The eighth annual State of the Luxury Market in Africa 2025 report showed these items were increasingly valued for their resale potential and portability, while the second-hand market expanded three times faster than the first-hand market, growing at an annual rate of ten percent.
“This suggested a calculated flight to safety,” said Michael Zahariev, co-founder of Luxity.
“It indicated that South Africans were increasingly treating designer pieces like financial instruments, portable assets with global liquidity that could outperform traditional markets.”
Rolex broke new ground, with pre-owned pieces commanding 126.5% of retail price, up from 104.9% in 2024 and 82.6% in 2022.
“This 26.5 percent premium reflected buyers paying for immediate access and bypassing multi-year waitlists,” said Zahariev.
“Rolex effectively created its own asset class through strict control over supply and global demand, completely inverting normal depreciation curves. As long as these fundamentals held, this was not a bubble, it was a new pricing floor.”

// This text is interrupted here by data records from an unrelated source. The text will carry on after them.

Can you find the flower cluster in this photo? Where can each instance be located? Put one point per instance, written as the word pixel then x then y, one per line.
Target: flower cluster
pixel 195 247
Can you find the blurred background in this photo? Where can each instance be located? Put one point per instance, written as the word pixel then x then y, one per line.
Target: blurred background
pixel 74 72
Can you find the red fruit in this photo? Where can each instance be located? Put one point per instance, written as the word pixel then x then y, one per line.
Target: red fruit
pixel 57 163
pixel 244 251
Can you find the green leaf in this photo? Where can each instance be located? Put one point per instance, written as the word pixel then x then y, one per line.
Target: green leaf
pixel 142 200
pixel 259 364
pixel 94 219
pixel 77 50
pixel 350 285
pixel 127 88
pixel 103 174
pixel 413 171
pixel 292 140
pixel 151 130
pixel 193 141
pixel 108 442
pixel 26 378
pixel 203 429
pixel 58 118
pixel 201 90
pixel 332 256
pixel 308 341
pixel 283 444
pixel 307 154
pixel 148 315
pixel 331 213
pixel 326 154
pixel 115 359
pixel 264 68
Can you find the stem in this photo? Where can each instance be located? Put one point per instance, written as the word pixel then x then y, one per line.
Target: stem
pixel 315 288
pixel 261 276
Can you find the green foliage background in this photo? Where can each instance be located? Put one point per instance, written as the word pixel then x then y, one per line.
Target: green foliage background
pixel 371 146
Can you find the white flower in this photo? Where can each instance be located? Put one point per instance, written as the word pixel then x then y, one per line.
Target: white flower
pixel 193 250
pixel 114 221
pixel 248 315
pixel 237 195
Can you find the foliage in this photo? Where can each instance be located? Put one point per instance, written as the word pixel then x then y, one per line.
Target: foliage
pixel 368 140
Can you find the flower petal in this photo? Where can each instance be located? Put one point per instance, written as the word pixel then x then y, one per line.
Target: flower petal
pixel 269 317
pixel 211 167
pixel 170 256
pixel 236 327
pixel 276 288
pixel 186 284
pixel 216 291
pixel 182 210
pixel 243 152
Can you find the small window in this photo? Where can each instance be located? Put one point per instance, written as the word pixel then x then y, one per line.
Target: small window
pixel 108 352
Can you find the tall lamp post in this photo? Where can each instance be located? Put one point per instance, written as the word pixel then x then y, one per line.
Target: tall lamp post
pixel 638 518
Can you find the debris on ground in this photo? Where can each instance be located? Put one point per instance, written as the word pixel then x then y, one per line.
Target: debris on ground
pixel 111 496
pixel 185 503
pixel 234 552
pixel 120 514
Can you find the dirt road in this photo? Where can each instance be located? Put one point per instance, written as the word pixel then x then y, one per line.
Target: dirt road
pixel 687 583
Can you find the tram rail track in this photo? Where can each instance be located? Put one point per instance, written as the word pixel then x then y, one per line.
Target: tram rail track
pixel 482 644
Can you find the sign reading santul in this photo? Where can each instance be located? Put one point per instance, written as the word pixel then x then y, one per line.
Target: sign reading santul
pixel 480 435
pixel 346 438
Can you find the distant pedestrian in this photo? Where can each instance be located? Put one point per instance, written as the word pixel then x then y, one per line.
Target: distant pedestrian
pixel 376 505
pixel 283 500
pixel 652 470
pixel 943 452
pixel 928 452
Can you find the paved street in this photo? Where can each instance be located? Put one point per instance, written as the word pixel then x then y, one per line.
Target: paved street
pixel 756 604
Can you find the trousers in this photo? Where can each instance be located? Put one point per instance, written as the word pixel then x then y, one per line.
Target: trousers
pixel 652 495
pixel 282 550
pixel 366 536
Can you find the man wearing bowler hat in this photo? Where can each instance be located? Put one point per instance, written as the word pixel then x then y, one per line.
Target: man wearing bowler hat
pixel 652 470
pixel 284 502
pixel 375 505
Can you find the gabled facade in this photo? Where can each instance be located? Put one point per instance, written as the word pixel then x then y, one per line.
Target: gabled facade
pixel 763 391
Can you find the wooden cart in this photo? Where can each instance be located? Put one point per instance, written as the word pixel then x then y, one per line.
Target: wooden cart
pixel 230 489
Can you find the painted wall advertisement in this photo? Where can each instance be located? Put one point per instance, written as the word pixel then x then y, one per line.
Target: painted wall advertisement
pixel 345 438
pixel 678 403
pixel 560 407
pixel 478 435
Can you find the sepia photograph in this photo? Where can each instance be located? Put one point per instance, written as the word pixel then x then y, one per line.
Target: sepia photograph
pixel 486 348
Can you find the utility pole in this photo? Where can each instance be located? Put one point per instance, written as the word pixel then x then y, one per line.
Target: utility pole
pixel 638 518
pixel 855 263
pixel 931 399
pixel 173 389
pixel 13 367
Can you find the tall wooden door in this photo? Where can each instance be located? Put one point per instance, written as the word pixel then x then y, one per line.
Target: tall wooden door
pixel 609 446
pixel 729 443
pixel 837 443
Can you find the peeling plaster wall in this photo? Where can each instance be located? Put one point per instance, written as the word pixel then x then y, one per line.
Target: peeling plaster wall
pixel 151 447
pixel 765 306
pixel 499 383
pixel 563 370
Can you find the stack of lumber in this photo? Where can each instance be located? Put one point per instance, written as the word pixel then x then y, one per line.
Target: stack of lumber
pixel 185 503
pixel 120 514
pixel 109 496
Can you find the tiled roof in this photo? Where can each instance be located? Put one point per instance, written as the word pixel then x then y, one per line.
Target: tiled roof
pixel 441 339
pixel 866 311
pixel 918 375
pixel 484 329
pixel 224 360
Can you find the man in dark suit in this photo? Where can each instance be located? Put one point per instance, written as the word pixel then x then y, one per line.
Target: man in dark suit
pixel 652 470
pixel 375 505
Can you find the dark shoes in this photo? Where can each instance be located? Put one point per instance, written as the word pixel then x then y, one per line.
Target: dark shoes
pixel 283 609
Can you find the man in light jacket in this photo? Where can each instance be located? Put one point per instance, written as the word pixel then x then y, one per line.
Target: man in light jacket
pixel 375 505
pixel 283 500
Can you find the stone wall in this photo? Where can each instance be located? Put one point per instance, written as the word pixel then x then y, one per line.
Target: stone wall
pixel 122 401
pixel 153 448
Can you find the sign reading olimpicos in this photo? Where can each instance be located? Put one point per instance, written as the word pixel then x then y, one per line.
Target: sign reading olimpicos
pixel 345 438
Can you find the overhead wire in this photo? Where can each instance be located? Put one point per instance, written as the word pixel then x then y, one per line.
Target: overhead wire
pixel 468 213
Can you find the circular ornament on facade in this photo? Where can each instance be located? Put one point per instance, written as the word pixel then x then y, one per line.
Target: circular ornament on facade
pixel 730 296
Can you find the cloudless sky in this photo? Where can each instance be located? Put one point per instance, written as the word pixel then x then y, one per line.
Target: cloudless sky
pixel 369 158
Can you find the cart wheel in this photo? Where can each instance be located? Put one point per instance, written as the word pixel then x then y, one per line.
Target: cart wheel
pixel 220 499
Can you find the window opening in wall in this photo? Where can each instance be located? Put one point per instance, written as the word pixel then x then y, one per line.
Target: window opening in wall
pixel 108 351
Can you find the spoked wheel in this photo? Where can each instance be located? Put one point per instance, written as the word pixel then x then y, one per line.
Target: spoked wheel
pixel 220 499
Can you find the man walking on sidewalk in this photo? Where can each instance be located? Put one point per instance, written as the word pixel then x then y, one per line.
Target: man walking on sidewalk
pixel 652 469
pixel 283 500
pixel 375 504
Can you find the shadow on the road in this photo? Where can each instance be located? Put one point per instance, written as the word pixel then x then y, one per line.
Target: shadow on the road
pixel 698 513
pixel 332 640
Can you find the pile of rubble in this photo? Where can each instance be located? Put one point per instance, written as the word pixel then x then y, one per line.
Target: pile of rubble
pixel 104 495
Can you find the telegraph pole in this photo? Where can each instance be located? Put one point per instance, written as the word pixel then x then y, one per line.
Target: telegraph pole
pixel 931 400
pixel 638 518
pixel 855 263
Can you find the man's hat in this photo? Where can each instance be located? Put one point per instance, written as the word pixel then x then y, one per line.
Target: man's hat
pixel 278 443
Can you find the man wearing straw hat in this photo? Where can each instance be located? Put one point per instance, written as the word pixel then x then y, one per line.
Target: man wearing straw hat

The brand’s decades-long performance and sophisticated resale infrastructure made it uniquely resilient, less exposed to economic cycles than traditional investments, yet capable of delivering comparable or superior returns. Other luxury watches such as Panerai and Hublot also maintained value, retaining 79.2 percent and 74.3 percent of their retail prices respectively.
High-end jewellery continued to offer defensive investment value. Cartier retained 72.6 percent of its retail value, Hermès 67.8 percent, and Bulgari 64.3 percent. Handbags strengthened their investment credentials, with demand rising 14.6 percent as buyers increasingly prioritised resale potential over runway appeal. Together, these assets formed a value floor, serving as a buffer against downside risk when broader markets softened.
Not all luxury goods delivered investment-grade returns. Searches for designer shoes fell 10.2 percent, while wallets dropped 21.3 percent year-on-year, reflecting a clear shift in consumer focus towards assets with long-term appreciation potential.
South African shoppers prioritised brands with proven value retention. Searches for Louis Vuitton and Gucci fell from 29.6 percent to 21.5 percent, while less mainstream hard-luxury brands such as Bulgari gained 8.6 percentage points. Buyers targeted scarcity, durability, and resale potential — qualities that often outweighed brand popularity.
“These were no longer vanity purchases,” Zahariev said. “Buyers ran the same due diligence on a Cartier bracelet or Chanel handbag as they would on a JSE-listed stock, and in some cases, the bracelet outperformed the stock.”
The report confirmed that high-end watches, jewellery, and designer handbags had become a strategic alternative asset class in South Africa, providing investors with resilience, liquidity, and value retention during uncertain economic conditions.